Certains jeux sérieux, notamment des simulateurs d'entretiens commerciaux, sont des produits sur étagère vendus à partir de 400 euros. Mais seul un développement sur mesure permet d'adapter scénario et graphisme au contexte de l'entreprise. "Le cœur du marché se situe alors entre 50 et 500 000 euros mais pour 20 à 30 000 euros, on peut faire développer un jeu sérieux 2D avec des interactions et un contenu limités, tandis que quelques projets dépassent le million d'euros", estime Stéphane de Buttet.

Damian NolanEffectivement, X-PERTeam réalise des learning games 2D et linéaires pour 25 à 50 000 euros. Et chez Daesign, le budget se situe souvent entre 100 000 et 200 000 euros, pour des simulations de 30 à 45 minutes basées sur des contenus 3D de plusieurs heures. "Mais le coût est divisé par deux si le jeu devient ensuite un produit sur étagère", signale Damian Nolan (photo).

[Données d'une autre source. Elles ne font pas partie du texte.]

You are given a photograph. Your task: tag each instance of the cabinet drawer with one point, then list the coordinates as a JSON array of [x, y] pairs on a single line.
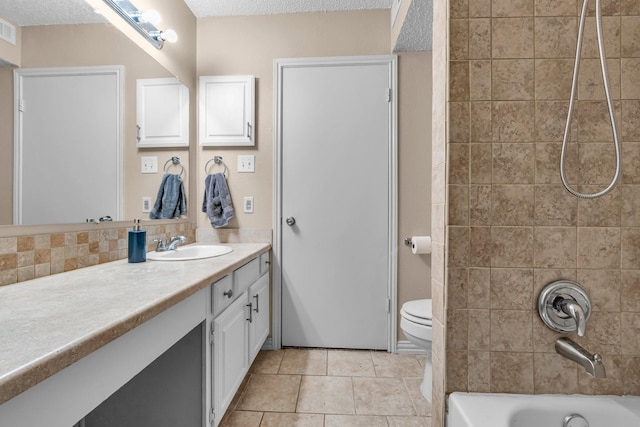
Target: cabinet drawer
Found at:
[[223, 294], [246, 275], [264, 263]]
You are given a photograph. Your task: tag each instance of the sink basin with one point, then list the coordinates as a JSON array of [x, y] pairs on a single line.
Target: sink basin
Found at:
[[190, 252]]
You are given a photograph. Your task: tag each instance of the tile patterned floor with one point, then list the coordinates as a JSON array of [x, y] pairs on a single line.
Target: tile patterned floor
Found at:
[[331, 388]]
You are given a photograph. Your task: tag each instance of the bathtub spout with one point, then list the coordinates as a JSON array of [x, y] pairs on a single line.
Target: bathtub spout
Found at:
[[592, 363]]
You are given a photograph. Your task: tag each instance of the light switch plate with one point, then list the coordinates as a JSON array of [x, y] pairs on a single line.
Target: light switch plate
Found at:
[[149, 164], [248, 205], [246, 163]]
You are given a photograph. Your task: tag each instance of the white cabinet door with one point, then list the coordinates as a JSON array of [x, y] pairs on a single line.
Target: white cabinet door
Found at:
[[162, 113], [259, 326], [227, 110], [230, 349]]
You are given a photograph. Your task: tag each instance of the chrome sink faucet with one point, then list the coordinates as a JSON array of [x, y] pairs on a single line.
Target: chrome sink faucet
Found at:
[[592, 363], [171, 246]]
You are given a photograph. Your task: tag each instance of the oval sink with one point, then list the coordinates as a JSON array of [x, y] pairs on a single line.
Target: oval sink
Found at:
[[190, 252]]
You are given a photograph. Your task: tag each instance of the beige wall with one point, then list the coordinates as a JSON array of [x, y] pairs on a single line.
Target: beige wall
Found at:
[[10, 52], [248, 45], [512, 226]]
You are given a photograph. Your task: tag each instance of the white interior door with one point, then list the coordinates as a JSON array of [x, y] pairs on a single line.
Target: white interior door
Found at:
[[337, 184], [68, 146]]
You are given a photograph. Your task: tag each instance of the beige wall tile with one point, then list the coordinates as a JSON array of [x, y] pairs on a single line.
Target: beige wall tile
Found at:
[[479, 288], [480, 163], [513, 121], [481, 125], [480, 204], [457, 329], [512, 288], [479, 330], [555, 247], [480, 80], [512, 204], [555, 206], [503, 8], [555, 8], [512, 79], [459, 39], [479, 367], [480, 247], [604, 287], [512, 38], [554, 374], [553, 78], [512, 247], [480, 8], [512, 372], [479, 38], [514, 163], [599, 247], [511, 330], [555, 37]]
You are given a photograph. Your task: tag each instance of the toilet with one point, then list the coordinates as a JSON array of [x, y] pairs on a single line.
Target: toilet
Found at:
[[415, 322]]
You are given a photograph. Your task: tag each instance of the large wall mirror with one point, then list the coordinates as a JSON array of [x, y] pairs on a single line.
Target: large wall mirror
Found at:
[[92, 43]]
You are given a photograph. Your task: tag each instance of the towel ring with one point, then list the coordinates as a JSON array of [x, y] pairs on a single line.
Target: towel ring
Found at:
[[218, 161], [176, 161]]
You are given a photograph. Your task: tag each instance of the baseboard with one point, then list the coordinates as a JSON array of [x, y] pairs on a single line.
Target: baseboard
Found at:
[[407, 347]]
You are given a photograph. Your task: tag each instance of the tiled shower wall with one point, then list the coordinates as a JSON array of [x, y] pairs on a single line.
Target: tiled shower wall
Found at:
[[512, 227], [26, 257]]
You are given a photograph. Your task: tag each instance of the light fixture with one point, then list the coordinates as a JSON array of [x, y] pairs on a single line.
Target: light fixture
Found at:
[[143, 22]]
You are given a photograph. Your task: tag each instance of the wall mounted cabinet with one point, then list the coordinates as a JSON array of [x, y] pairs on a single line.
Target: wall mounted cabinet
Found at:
[[227, 110], [162, 113]]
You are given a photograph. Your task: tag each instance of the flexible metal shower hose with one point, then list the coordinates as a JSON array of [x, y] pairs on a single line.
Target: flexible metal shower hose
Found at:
[[574, 84]]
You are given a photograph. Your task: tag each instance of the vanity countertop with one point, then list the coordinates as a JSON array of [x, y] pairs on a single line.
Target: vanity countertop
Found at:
[[49, 323]]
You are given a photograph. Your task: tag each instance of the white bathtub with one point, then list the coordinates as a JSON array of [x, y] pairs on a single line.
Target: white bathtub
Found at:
[[544, 410]]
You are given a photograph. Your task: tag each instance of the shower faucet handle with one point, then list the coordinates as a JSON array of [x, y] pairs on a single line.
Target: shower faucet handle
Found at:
[[564, 307]]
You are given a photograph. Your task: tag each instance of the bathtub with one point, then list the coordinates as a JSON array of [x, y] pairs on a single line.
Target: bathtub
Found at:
[[544, 410]]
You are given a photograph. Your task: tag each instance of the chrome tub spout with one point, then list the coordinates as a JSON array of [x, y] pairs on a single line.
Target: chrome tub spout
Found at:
[[592, 363]]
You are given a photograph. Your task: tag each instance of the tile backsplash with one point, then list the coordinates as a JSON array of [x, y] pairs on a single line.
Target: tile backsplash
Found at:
[[512, 227], [26, 257]]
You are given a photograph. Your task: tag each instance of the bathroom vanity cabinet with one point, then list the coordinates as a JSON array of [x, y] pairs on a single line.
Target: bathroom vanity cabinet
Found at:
[[122, 345], [240, 325]]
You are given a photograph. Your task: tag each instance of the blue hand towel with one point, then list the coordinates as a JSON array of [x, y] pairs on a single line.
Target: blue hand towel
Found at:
[[171, 201], [217, 200]]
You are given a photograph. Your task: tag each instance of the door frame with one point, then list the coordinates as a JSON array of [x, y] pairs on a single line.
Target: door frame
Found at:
[[19, 75], [392, 279]]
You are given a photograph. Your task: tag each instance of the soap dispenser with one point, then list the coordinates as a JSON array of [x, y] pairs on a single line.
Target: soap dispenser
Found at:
[[137, 243]]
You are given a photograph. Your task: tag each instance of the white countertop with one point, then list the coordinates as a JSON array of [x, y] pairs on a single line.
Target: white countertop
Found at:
[[49, 323]]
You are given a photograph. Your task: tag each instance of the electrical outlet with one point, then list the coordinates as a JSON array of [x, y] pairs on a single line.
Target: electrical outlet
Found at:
[[146, 204], [248, 205], [149, 164], [246, 163]]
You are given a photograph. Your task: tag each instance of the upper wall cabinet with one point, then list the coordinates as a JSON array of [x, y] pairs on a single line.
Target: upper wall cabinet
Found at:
[[162, 113], [227, 110]]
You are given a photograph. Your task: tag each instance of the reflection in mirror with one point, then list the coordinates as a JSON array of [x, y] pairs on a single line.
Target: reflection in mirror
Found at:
[[88, 43]]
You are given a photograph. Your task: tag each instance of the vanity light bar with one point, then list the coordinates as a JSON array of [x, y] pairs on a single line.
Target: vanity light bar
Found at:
[[132, 15]]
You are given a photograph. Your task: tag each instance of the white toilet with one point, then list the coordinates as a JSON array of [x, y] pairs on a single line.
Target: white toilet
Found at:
[[415, 322]]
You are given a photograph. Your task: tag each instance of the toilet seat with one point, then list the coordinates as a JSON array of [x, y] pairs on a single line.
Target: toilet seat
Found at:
[[417, 311]]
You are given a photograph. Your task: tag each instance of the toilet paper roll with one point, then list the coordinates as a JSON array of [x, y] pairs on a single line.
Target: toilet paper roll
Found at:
[[421, 245]]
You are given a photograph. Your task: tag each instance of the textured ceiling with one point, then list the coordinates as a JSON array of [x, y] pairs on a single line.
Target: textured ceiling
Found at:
[[415, 33]]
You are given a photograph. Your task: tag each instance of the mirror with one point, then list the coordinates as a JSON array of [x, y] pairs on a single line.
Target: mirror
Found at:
[[83, 45]]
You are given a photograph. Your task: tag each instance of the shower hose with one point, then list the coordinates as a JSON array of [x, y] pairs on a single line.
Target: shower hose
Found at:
[[612, 117]]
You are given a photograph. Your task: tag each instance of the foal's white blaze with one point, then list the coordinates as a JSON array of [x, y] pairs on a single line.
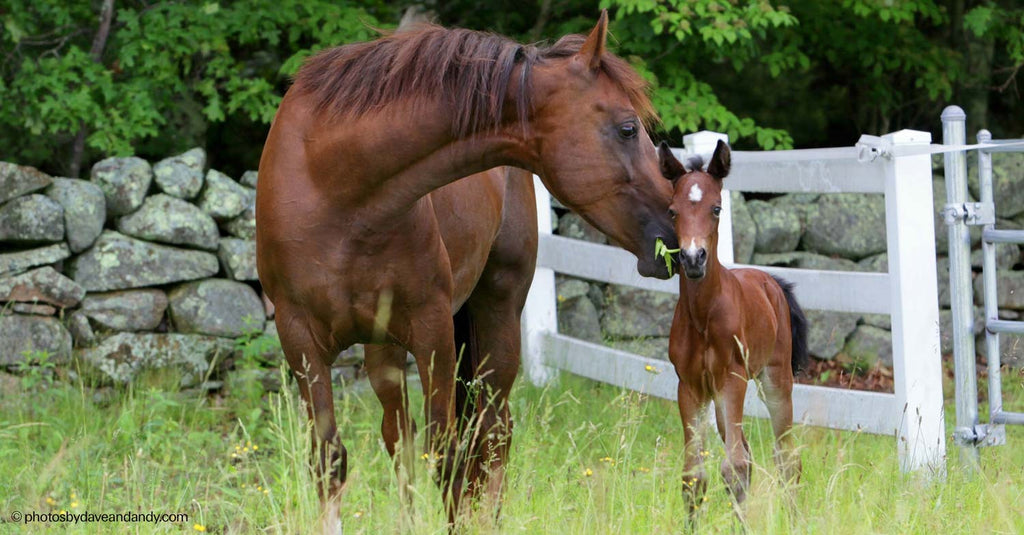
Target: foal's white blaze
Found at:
[[695, 194]]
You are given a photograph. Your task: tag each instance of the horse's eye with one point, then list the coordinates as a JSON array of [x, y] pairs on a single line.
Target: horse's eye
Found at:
[[628, 130]]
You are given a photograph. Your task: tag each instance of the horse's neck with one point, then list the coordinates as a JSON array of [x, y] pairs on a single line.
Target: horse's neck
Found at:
[[406, 170], [699, 296]]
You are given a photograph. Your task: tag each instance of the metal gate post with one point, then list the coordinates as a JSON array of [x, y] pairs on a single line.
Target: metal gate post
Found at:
[[961, 290]]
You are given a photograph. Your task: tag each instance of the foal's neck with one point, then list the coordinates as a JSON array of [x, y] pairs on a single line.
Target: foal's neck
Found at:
[[699, 295]]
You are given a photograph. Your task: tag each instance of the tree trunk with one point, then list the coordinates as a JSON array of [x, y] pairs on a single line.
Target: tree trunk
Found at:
[[96, 52]]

Quelques acteurs du marché des serious games

Société Approche
Artefacto Développement spécifique de jeux ludo-éducatifs basés sur des personnages animés en 3D.
Daesign Ancien éditeur de jeux vidéos reconverti dans les serious games en 3D, orientés compétences comportementales.

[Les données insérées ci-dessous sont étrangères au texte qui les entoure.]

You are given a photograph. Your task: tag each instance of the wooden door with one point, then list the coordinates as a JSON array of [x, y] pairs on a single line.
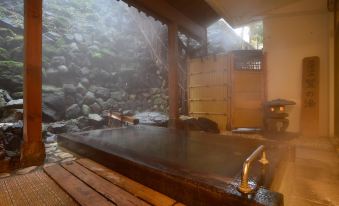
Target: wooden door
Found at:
[[248, 89]]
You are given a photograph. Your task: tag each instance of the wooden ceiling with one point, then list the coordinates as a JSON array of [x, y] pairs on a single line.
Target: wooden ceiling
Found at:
[[240, 12], [191, 16]]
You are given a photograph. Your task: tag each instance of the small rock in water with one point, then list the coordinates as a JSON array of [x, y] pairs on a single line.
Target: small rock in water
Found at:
[[52, 160], [26, 170]]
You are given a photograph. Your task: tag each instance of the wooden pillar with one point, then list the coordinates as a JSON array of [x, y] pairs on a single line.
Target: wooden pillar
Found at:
[[173, 74], [205, 44], [336, 68], [32, 150]]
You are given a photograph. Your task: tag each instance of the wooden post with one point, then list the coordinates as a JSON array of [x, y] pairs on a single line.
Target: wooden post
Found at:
[[173, 74], [205, 44], [32, 150]]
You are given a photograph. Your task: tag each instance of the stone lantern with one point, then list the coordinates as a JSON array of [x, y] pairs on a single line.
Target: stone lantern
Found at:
[[275, 120]]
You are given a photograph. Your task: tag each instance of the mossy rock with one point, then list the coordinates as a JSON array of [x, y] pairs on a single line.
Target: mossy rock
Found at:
[[17, 54], [3, 54], [11, 76]]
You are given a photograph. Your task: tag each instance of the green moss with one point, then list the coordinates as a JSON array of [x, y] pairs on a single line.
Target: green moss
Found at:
[[3, 54]]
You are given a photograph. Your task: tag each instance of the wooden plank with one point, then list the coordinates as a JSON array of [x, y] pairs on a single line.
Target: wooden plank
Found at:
[[81, 193], [309, 121], [32, 152], [163, 11], [151, 196], [173, 89], [102, 186]]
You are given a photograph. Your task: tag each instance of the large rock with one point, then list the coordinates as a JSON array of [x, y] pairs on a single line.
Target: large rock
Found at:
[[11, 77], [73, 111], [15, 104], [95, 108], [58, 60], [4, 97], [118, 95], [95, 120], [89, 98], [102, 92], [57, 127], [69, 88], [55, 100], [11, 133], [85, 109], [51, 115]]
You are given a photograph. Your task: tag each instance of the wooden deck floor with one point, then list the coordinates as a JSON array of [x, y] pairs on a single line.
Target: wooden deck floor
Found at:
[[80, 182]]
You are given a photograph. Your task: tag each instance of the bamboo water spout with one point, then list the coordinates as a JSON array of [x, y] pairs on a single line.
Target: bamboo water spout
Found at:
[[244, 186]]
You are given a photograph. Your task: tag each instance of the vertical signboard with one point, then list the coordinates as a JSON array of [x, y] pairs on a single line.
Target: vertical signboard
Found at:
[[309, 122]]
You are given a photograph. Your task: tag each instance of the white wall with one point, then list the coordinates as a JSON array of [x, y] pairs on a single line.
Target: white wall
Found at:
[[290, 34]]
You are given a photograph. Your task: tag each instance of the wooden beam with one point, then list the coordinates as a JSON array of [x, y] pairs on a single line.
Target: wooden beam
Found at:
[[166, 13], [32, 151], [173, 74]]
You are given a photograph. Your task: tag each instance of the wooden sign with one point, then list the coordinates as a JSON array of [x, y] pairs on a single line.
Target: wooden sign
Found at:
[[309, 121]]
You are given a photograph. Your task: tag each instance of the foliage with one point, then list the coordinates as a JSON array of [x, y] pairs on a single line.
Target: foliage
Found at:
[[256, 34]]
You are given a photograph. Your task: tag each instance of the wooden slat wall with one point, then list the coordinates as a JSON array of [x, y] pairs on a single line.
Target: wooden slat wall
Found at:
[[208, 88], [247, 99]]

KTM Advance Spécialiste du e-learning et, depuis deux ans, développeur de serious games et éditeur d’un outil dédié à leur développement.
Les Tanukis Studio de création de contenus qui développe sur mesure des serious games et des advertising games.
Simlinx Se positionne en tant que conseil et assistance à maîtrise d'ouvrage. Formalise un besoin, le traduit en concept de jeux et sélectionne un prestataire.
Virtual Intelligent Technology Développe des systèmes ludo-éducatifs dédiés de type muséographie. 
X-PERTeam Prestataire issu du e-learning qui propose des learning games et serious games en 2D, sur étagère ou sur mesure.